The $831,000,000,000 economic “stimulus” that President Obama spearheaded and signed into law requires his administration to release quarterly reports on its effects. But “the most transparent administration in the history of our country” is now four reports behind schedule and has so far not released any reports whatsoever in 2012. Its most recent quarterly report is for the quarter than ended on June 30, 2011. …
Section 1513 of the American Recovery and Reinvestment Act of 2009 (the “stimulus”) explicitly states, “In consultation with the Director of the Office of Management and Budget and the Secretary of the Treasury, the Chairperson of the Council of Economic Advisers shall submit quarterly reports to the Committees on Appropriations of the Senate and House of Representatives that detail the impact of programs funded through covered funds on employment, estimated economic growth, and other key economic indicators.” …
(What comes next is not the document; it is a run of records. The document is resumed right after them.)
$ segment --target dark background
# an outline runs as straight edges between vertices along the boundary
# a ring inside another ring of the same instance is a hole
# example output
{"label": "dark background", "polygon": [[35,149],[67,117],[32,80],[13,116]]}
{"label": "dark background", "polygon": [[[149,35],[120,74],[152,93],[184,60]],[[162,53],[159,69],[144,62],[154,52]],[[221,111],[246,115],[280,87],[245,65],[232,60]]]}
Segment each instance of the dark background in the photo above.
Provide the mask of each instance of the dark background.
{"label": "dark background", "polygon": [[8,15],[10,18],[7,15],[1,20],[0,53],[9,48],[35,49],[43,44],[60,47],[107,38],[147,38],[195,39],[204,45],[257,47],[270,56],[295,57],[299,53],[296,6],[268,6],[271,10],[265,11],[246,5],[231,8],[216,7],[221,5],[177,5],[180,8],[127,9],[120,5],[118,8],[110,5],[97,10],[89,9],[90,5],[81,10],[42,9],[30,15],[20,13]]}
In other words, the Obama administration is required by law to submit quarterly reports on the “stimulus” through the third quarter of 2013. Yet the administration has apparently found it more convenient to stop after the second quarter of 2011 — more than two years early. Or perhaps it has just decided to put the release of these reports on hold until after the election. Either way, the Obama administration is now in violation of the president’s most prominent piece of legislation this side of Obamacare.
The Standard speculates about why the administration has not issued the reports.
Why would the administration not want to release these reports? Presumably because they have shown what a colossal waste of taxpayer money Obama’s “stimulus” has been.
In January 2010, Obama’s Council of Economic Advisors reported that, using “mainstream estimates of economic multipliers for the effects of fiscal stimulus” (which it described as a “natural way to estimate the effects of” the legislation), the “stimulus” had at that point cost $263.3 billion and had added or saved about 1.8 million jobs, whether private or public. In other words, for every $148,000 in taxpayer money that had gone out the door, only one job had been added or saved — according to an estimate from Obama’s own economists.